Vietnam man suspected of infection with bird flu
A man suspected of being infected with the H5N1 avian flu virus is in critical condition at a hospital in northern Vietnam, health officials said Saturday.
Ly Tai Mui, 23, has been hospitalized since February 3 at Quang Ninh general hospital, 150 kilometres west of Hanoi. Mui, a member of the Dao ethnic minority, had eaten the meat of a sick chicken in his village in rural Quang Ninh province some days before falling ill, dpa reported.
"We suspect this patient is infected with the avian flu virus," said Nguyen Huy Nga, head of Vietnam's Preventive Health and Environment Agency. Nga said a definitive diagnosis would have to wait for the results of tests early next week.

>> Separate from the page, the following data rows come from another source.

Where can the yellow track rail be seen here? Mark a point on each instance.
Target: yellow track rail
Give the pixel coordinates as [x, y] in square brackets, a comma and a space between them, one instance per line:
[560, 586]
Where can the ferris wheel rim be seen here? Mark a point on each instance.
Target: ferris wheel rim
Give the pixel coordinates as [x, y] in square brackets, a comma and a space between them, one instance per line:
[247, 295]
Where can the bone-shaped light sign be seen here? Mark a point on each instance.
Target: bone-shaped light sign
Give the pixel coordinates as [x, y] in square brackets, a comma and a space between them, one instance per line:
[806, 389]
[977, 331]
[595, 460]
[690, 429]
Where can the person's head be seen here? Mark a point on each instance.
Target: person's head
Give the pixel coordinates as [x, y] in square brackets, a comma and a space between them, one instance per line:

Nguyen Van Trong of the Quang Ninh health department said Mui was in critical condition and was breathing with the help of an oxygen machine. Dr Phan Van Tan, the doctor in charge of Mui's case, said he was in an isolated room to prevent contagion.

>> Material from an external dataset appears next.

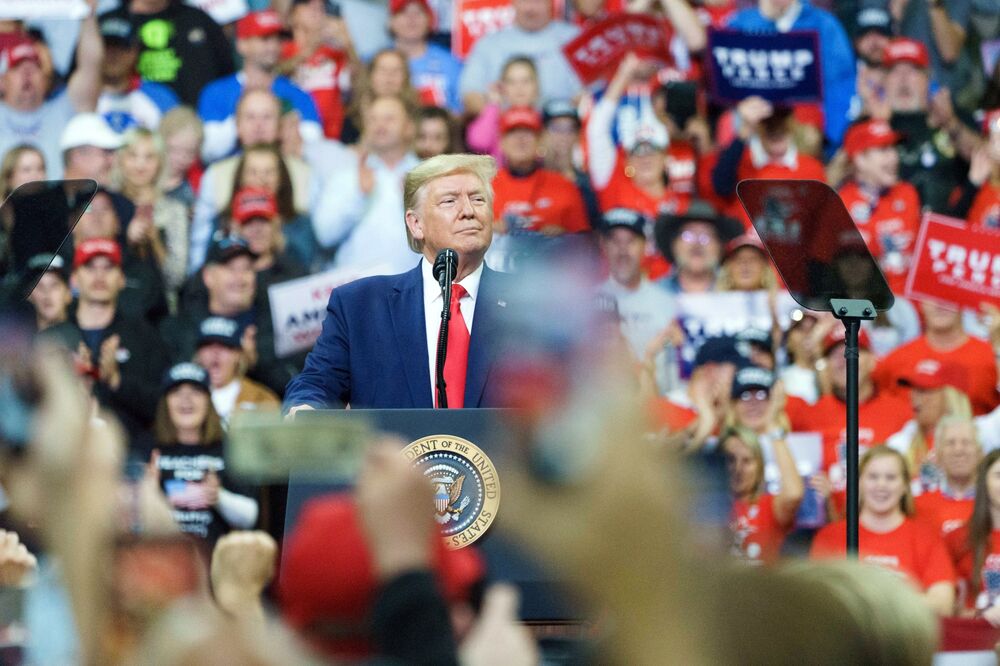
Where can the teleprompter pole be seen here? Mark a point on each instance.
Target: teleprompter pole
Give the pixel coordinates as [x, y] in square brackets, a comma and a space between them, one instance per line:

Vietnam's Ministry of Health has sent experts from the National Institute of Hygiene and Epidemiology and the National Institute for Infectious and Tropical Diseases, both in Hanoi, to Quang Ninh to investigate the case.
The group will return to Hanoi to report to leaders at the Health Ministry and obtain their approval before officially announcing next week whether Mui has avian flu.
Vietnam's first human case of bird flu this year was reported in January when a 13-year-old girl from Thanh Hoa province, 150 kilometers south of Hanoi, tested positive for the virus.
The girl's older sister died on January 2 in Thanh Hoa after displaying symptoms consistent with bird flu, but doctors failed to test for the virus, and her body was not exhumed for testing because of religious reasons.
Avian influenza has infected 106 people in Vietnam and killed 52 since it first appeared in the country in late 2003.
The disease is usually spread by contact between sick birds and humans, but scientists fear that the virus could mutate into a form that is easily transmissible among humans and spark a global pandemic that could kill millions.